The Invisible Hand: Can Voters Break the Parties?


2022 midterm mandate

“The government you elect is the government you deserve.”

― Thomas Jefferson


There is a concept in the free market known as “the invisible hand” that refers to the collective wisdom (or madness) of the market; made up of a vast number of uncoordinated, self-interested moves. Despite what they tell you, elites and experts can’t predict, or control, it very well. The best that they can do is wrestle with the why, and hope to build out from there while continuing to look like an expert. Which is why you get cocksure stock pickers like Jim Cramer who look and sound the part, but are no better than a chimp with a dartboard.


And as disappointing as it is to your neighborly conspiracy theorist, it’s starting to look like our political elite are no good at driving, or even picking, our elections. How could they? For one thing candidate selection process is very new – until the 1968 Democratic National Convention, when the radical wing of the party revolted, candidate selection was a closed door affair more like a board election. The primaries were mostly to let the rank and file feel like they’d been heard – the convention mattered. Now that dynamic has flipped and the primaries drive the selection process, which would be a vast improvement if the media weren’t driving the primaries. The media values star-power over competence, or common sense. It’s a cliché that closed-door processes tend to corruption, it’s harder to admit that egalitarian ones are prone to madness as well as wisdom.


Case and point: Donald Trump won the presidency in arguably as the most out-of-control media publicity stunt in history. Four years later, Joe Biden was elected (and he was elected) on the “I’m not Trump” platform with the implied promise of one term as an elder statesman who could bring down the temperature of national politics. Then the selection process could catch its breath and find two middle-aged adults to run for president. Three would be better, but given the state of things you have to start somewhere. He should have stuck to his guns – his age is showing, it’s getting hard to watch the man stammer through a speech without wanting to present him with a set of golf clubs from a grateful nation and set the man out on the links.

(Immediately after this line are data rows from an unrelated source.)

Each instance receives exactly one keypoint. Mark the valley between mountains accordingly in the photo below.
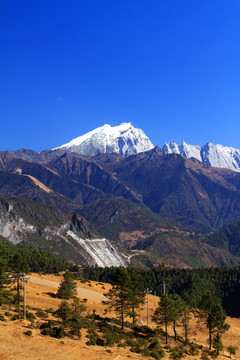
(151, 208)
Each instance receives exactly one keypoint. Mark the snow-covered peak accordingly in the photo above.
(123, 139)
(214, 155)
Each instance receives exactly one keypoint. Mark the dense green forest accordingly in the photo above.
(191, 284)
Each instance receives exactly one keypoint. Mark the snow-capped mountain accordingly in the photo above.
(123, 139)
(210, 154)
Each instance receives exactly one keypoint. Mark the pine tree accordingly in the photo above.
(76, 320)
(68, 287)
(118, 295)
(214, 316)
(19, 267)
(64, 312)
(136, 293)
(164, 314)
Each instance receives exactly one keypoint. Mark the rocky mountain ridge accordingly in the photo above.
(218, 156)
(47, 228)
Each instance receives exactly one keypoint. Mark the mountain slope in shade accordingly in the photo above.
(227, 238)
(213, 155)
(123, 139)
(47, 228)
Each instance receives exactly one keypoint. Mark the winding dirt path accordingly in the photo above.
(90, 294)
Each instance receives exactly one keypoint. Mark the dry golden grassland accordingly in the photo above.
(14, 345)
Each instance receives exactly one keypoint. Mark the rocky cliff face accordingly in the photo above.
(213, 155)
(47, 228)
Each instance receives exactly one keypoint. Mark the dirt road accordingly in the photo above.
(87, 293)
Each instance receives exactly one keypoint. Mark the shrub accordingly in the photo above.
(28, 333)
(2, 318)
(30, 316)
(232, 350)
(158, 354)
(193, 349)
(41, 314)
(176, 354)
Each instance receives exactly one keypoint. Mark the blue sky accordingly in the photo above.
(170, 67)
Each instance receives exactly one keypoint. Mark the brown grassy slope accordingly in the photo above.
(14, 345)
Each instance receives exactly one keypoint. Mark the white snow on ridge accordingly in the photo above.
(123, 139)
(214, 155)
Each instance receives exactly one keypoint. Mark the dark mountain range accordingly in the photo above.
(227, 238)
(31, 224)
(119, 196)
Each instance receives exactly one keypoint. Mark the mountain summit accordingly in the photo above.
(123, 139)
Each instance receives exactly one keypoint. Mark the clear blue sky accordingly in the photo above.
(170, 67)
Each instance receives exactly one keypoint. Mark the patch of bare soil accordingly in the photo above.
(14, 345)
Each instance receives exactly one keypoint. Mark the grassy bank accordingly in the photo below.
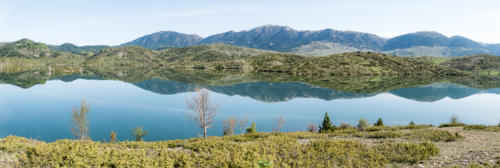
(374, 147)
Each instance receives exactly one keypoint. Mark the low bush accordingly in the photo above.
(407, 152)
(452, 125)
(482, 128)
(379, 134)
(433, 135)
(258, 149)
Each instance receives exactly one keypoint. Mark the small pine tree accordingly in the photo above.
(139, 133)
(326, 126)
(379, 123)
(112, 137)
(311, 128)
(252, 129)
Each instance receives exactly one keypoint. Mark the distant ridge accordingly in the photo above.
(313, 43)
(325, 42)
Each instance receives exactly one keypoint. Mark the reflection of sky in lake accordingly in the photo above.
(43, 111)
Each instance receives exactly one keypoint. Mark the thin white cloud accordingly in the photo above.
(4, 12)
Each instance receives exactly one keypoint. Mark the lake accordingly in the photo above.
(41, 109)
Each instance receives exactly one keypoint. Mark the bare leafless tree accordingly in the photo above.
(203, 109)
(242, 124)
(278, 124)
(229, 126)
(80, 121)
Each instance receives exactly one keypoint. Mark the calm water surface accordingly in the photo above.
(43, 111)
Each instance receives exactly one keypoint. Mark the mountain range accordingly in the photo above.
(325, 42)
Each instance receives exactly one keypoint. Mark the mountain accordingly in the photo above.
(284, 39)
(268, 37)
(325, 42)
(85, 50)
(434, 44)
(427, 39)
(165, 39)
(26, 48)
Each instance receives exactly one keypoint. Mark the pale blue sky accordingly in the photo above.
(113, 22)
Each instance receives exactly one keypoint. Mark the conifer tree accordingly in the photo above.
(326, 126)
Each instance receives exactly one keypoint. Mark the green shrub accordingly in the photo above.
(252, 129)
(112, 137)
(407, 152)
(265, 164)
(415, 126)
(380, 128)
(363, 124)
(258, 149)
(454, 122)
(344, 126)
(139, 133)
(452, 125)
(379, 134)
(482, 128)
(433, 135)
(326, 126)
(379, 123)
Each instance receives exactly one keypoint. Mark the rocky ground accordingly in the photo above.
(478, 147)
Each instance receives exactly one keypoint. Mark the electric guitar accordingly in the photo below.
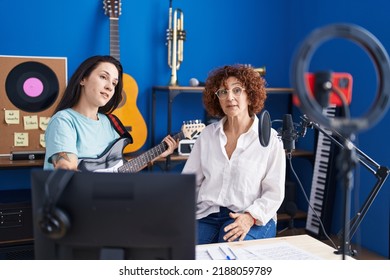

And yet, with Biden at the helm, the Democrats performed better than the expected bloodbath in the midterms – which baffled the Democrats as much as the GOP (although it was a different sort of befuddlement). Since then, the Democrats have has managed to convince themselves that Biden has some sort of poor man’s mandate to get re-elected. Or, less charitably, that disgust with the GOP is so deep that their guy is a shoo-in provided that the GOP runs Trump.


Their logic is flawed – the majority of voters don’t want Biden to “finish the job” – low growth, high inflation, muddled foreign policy, industrial policy as social engineering – any more than they want the return Trump as our “retribution” (I’d make a list of sins here, but you know, word count…).


The 2022 midterm election was the “invisible hand” of the wider electorate trying to slow down the strange, corrosive party-centric agenda of two parties held hostage by brawling, radical mobs. It was voter putting a speedbump before parties doing their best to strangle the government. In short, the invisible hand is engineering gridlock.


Gridlock is not a flaw in our republic, but a feature. It raises the question of can voters break the parties?But the way forward cannot be entirely paved with speedbumps, there has to be a road forward. If we can’t decide which way we are going – a conversation with the other passengers might be useful. Mind, the media and parties aside, this is up to us, but driving the car off into the bay seems problematic.